The management of waste in Aba is primarily overseen by the Abia State Environmental Protection Agency (ASEPA). Although faced with significant challenges that are compounded by rapid urbanization and population growth the recent administration of Dr Alex Otti has had much greater success in solving waste management in the city, with one refuse dumps being cleared all over the city.

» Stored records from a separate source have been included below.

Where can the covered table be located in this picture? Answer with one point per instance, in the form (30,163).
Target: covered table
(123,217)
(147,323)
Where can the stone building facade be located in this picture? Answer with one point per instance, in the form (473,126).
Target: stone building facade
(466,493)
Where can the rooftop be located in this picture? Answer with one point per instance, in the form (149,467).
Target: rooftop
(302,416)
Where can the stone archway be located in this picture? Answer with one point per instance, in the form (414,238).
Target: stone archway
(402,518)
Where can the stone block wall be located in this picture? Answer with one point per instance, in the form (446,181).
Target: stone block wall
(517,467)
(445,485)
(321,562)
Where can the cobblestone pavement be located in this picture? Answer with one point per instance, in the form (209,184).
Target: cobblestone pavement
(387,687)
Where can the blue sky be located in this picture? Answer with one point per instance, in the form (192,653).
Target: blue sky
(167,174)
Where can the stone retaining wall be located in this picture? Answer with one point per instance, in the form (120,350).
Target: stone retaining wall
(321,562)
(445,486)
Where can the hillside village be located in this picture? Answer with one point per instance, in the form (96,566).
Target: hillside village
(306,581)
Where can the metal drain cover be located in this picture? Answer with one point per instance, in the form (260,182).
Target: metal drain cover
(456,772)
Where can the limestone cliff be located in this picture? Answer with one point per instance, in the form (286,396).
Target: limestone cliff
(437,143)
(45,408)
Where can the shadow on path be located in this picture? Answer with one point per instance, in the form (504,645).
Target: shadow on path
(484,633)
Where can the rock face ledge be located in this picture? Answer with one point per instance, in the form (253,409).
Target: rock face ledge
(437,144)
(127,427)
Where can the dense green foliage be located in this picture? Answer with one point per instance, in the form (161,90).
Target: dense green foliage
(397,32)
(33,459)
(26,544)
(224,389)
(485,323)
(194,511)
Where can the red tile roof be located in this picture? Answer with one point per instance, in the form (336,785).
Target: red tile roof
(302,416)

Aba is powered by the Enugu Electricity Distribution Company, which was created by the division of the Nigerian Electricity Power Authority. On February 24th, 2024, a new power plant operated by electrical company Geometric Power Company was inaugurated by Bola Tinubu. Aba Power Limited Electric, the newest electricity distribution company in Nigeria, is expected to take electricity from the new plant and supply 9 of the 17 Local Government Areas of Abia State, including Aba. It is expected that the daily hours of available electricity in the city will rise, and the electric generator will become a household item. For some places in Aba, an electric generator will be the only source of electricity due to remoteness or other factors.

== Climate ==
Aba has a mainly tropical climate. Most months of the year see significant rainfall, and the brief dry season has little impact. The weather in the region is classified as Am in the Köppen climate classification system. Aba's yearly mean temperature is 25.6 C. The annual precipitation of the city clocks in to about 2747 mm.

Due to Aba's proximity to the equator, the city is in a summer-like state most of the year. January, February, March, April, May, November, and December are considered ideal months to travel.